AWS EC2 - High Disk Utilization

This alert fires when the average disk utilization within a 5 minute time interval for an EC2 instance is high (>=85%).

>= 85

< 85

Amazon ECS - High CPU Utilization

This alert fires when the average CPU utilization within a 5 minute interval for a service within a cluster is high (>=85%).

>= 85

< 85

Amazon ECS - High Memory Utilization

This alert fires when the average memory utilization within a 5 minute interval for a service within a cluster is high (>=85%).

>= 85

< 85

Amazon Elasticache - High CPU Utilization

This alert fires when the average CPU utilization within a 5 minute interval for a host is high (>=90%). The CPUUtilization metric includes total CPU utilization across application, operating system and management processes. We highly recommend monitoring CPU utilization for hosts with two vCPUs or less.

>= 90

< 90

Amazon Elasticache - High Engine CPU Utilization

This alert fires when the average CPU utilization for the Redis engine process within a 5 minute interval is high (>=90%). For larger node types with four vCPUs or more, use the EngineCPUUtilization metric to monitor and set thresholds for scaling.

>= 90

< 90

Amazon Elasticache - Low Redis Cache Hit Rate

This alert fires when the average cache hit rate for Redis within a 5 minute interval is low (<= 80%). This indicates low efficiency of the Redis instance. If cache ratio is lower than 80%, that indicates a significant amount of keys are either evicted, expired, or don't exist.

<= 80

> 80

Amazon Elasticache - High Redis Database Memory Usage

This alert fires when the average database memory usage within a 5 minute interval for the Redis engine is high (>=95%). When the value reaches 100%, eviction may happen or write operations may fail based on ElastiCache policies thereby impacting application performance.

>= 95

< 95

Amazon Elasticache - High Redis Memory Fragmentation Ratio

This alert fires when the average Redis memory fragmentation ratio for within a 5 minute interval is high (>=1.5).

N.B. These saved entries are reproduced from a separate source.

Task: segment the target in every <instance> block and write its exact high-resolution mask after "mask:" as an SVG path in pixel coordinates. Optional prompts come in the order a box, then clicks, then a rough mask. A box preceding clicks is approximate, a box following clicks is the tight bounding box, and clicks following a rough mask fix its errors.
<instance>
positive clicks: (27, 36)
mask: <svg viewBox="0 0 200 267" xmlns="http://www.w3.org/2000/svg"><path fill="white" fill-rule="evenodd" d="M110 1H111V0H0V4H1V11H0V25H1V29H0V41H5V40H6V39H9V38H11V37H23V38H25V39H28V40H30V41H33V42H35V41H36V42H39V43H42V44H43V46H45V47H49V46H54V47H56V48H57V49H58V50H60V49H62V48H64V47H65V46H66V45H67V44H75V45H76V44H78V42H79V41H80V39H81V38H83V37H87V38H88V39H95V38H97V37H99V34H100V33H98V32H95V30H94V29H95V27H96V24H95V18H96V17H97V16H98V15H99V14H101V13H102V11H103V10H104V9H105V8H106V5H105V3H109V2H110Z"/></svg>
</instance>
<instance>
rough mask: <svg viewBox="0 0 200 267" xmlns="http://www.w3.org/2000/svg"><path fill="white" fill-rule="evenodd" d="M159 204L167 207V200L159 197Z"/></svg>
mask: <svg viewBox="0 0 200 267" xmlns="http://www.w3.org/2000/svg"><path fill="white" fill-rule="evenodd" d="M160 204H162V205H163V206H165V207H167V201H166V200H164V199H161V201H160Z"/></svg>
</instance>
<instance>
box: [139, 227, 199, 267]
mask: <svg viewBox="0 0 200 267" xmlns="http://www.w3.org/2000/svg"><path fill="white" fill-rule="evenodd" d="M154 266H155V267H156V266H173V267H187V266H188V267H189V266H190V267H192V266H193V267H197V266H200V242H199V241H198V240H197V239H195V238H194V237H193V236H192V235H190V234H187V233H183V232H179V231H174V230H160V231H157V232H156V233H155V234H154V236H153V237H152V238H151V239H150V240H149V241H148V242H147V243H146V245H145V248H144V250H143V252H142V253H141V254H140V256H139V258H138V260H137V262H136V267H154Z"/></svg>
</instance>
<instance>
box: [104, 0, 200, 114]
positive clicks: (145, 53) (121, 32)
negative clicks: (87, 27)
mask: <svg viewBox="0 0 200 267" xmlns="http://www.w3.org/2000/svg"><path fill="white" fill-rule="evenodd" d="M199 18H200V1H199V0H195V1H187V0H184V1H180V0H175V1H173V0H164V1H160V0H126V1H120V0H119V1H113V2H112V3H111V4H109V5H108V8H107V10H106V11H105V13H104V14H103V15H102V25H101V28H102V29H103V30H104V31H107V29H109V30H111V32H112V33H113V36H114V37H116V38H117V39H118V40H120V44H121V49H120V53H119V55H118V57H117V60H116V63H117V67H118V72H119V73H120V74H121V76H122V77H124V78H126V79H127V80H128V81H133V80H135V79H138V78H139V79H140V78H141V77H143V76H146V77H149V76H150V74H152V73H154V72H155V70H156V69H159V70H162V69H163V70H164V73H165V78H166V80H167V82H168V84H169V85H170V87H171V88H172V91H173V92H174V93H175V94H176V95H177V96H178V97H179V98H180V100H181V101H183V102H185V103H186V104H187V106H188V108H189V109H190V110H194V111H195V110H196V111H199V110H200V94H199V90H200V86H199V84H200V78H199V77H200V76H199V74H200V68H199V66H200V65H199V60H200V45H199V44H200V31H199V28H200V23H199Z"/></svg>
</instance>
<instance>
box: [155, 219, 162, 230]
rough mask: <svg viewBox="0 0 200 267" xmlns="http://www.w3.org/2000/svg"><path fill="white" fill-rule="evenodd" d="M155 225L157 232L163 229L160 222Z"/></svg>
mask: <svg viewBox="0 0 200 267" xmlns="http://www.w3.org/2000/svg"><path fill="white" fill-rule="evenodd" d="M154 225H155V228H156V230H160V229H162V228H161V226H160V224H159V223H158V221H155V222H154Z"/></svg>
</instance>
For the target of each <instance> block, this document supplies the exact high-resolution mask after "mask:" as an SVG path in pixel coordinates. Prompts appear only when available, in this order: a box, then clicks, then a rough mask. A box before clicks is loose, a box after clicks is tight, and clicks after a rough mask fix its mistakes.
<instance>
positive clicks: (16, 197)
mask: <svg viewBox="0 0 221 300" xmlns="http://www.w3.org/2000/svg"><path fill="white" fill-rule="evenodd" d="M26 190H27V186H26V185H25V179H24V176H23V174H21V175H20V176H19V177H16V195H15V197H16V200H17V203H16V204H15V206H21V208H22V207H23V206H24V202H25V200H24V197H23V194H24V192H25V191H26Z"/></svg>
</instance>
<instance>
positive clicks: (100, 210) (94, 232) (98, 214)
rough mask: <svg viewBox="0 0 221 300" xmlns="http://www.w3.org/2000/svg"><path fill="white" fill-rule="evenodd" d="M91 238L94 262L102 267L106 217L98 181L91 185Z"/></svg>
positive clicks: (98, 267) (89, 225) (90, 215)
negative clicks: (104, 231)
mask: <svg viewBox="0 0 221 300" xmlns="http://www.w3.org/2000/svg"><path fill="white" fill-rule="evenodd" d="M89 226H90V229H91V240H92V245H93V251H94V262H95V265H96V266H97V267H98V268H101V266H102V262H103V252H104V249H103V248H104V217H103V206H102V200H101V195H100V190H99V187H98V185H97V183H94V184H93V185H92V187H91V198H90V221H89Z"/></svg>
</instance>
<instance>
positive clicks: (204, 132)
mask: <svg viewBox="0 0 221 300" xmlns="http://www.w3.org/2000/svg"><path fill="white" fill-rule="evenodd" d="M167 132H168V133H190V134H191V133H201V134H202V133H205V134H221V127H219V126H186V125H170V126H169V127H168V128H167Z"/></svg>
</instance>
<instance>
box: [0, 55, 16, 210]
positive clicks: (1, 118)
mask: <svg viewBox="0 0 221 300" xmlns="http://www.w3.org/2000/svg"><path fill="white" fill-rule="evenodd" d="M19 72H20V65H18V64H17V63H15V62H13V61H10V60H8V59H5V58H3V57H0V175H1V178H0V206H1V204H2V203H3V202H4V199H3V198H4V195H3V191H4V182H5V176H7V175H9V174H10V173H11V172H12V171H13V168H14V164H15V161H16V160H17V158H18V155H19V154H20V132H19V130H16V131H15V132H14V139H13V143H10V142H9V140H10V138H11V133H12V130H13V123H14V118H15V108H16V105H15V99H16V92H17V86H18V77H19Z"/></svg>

Value equal to or greater than 1.5 Indicate significant memory fragmentation.

>= 1.5

< 1.5

AWS Network Load Balancer - High TLS Negotiation Errors

This alert fires when we detect that there are too many TLS Negotiation Errors (>=10%) within an interval of 5 minutes for a given network load balancer

>= 10

< 10

AWS Network Load Balancer - High Unhealthy Hosts

This alert fires when we detect that are there are too many unhealthy hosts (>=10%) within an interval of 5 minutes for a given network load balancer

>= 10

< 10

 

Note: The information is provided for both Alert conditions and Recover conditions.